Damn, dude. You may have mentioned that before here, but this is the first time I've read this, and when THIS time of year is the first time to read something like that, it really hits home.

 

Hope you're coping okay with things, CJ. What you've gone through is something I don't wish on anyone, and I'm amazed at how open you are about it, especially with regards to your kids. You're a stand-up guy, and I hope things are getting better for you since the divorce happened.

comment_4176357

As far as I'm concerned, if I were a good looking, intellingent single guy on Christmas day I'd be having some hot chick opening up MY package. That's what's up.

 

Okay, so it's a poor attempt at humor, but it's true. It's prolly what CJ'll be doin' anyway.

comment_4176592

I'm not huge on the holidays (I don't even remember what I did for last Christmas) but I figure now would be the time to start making some of my own X-Mas traditions.  I live 3 hours away from my parents, I'm divorced and my kids live with my ex.  Thinking of those two things is enough to make a person fuckin' suicidal during a time when it seems everyone else is spending time with loved ones and waking up on Christmas morning, watching their kids open gifts.  I'll be making plans to keep my mind off of those things but I'll be damned if I can tell you what they'll be.

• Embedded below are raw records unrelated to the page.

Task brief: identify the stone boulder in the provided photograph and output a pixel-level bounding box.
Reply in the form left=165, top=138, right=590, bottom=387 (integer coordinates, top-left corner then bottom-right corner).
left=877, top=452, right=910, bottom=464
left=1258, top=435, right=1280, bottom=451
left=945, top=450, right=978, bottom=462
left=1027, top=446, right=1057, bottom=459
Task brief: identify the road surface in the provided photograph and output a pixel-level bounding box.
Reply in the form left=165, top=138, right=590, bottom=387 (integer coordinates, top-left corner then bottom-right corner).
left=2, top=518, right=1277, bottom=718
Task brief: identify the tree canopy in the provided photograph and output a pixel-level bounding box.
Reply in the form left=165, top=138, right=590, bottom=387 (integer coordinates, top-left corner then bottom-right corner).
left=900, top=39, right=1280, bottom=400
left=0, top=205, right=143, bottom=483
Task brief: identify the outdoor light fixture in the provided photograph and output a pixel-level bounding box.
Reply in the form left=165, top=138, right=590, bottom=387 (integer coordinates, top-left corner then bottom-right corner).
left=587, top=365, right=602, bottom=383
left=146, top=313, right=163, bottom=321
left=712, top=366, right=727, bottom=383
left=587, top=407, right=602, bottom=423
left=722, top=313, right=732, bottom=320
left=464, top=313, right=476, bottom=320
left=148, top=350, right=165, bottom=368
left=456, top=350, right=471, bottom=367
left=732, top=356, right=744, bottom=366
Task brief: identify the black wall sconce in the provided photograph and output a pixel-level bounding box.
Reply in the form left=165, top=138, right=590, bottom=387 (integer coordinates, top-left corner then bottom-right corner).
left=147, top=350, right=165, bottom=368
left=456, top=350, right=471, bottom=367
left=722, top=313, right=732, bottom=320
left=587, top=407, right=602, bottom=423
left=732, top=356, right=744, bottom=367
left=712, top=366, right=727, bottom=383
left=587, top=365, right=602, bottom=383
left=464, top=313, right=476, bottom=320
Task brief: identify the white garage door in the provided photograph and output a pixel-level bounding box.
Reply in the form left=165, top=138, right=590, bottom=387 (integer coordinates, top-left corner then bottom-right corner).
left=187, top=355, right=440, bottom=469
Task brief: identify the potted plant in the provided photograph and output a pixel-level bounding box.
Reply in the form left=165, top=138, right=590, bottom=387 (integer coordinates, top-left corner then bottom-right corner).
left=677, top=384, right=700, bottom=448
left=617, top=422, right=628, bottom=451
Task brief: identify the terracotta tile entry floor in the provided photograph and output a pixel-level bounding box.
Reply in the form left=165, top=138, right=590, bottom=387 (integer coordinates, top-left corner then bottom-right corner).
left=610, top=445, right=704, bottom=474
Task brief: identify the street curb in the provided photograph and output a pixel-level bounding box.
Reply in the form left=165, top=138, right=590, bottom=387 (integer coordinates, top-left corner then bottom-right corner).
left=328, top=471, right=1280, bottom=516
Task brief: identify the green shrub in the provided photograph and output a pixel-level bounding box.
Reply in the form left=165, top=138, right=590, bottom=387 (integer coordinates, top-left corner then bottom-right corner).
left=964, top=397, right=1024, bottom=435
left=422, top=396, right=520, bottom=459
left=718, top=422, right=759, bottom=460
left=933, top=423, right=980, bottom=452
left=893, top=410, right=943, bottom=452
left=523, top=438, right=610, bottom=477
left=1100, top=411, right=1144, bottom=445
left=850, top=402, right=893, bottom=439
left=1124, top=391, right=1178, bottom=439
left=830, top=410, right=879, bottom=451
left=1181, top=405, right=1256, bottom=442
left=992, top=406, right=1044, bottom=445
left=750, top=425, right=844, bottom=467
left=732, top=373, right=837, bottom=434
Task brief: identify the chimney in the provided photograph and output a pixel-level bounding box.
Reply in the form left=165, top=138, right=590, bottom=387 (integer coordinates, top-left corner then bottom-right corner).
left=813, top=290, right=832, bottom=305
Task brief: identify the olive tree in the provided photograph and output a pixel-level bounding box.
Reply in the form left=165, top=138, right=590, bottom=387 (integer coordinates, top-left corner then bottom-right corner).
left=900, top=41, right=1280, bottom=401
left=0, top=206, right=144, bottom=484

Hit me up, big man. We'll have Sloppy Joes, baked beans and a BATTLE! I'll supply the monkey.
comment_4180886

Thanks Marty, Sun and Alex.

 

I didn't mean to make that sound as nearly morose as it came off. Trust me, I'm okay. This is my second Christmas "alone" as it were and while last year's was different, it wasn't super hard. This one will be even less. I just wish I had some actual activities planned as opposed to playing everything by ear. I had resigned myself to a life full of "normal" Christmases at one time and now that that particular plan is out the window, I'm not sure what a guy in my shoes is supposed to do.

comment_4181663

I'm not huge on the holidays (I don't even remember what I did for last Christmas) but I figure now would be the time to start making some of my own X-Mas traditions.  I live 3 hours away from my parents, I'm divorced and my kids live with my ex.  Thinking of those two things is enough to make a person fuckin' suicidal during a time when it seems everyone else is spending time with loved ones and waking up on Christmas morning, watching their kids open gifts.  I'll be making plans to keep my mind off of those things but I'll be damned if I can tell you what they'll be.

Sorry to hear that CJ.

 

On the plus side, you don't have to try plan things so your family don't end up having huge arguments all of Christmas and Boxing Day. I'm not even seeing my ma and bro on Christmas Day and I am going with my girlfriend over to my best bud's house to get away from the annual craziness/disputes that occur round my way.

comment_4183608

NMB X-Mas Party!

 

Booze! Strippers! Pr0n! And then the party starts!

I guess I'm expected to bring the pr0n then? :D Just kidding, at any party I'd be the first to bring some 'cause I've got so much of it, after all.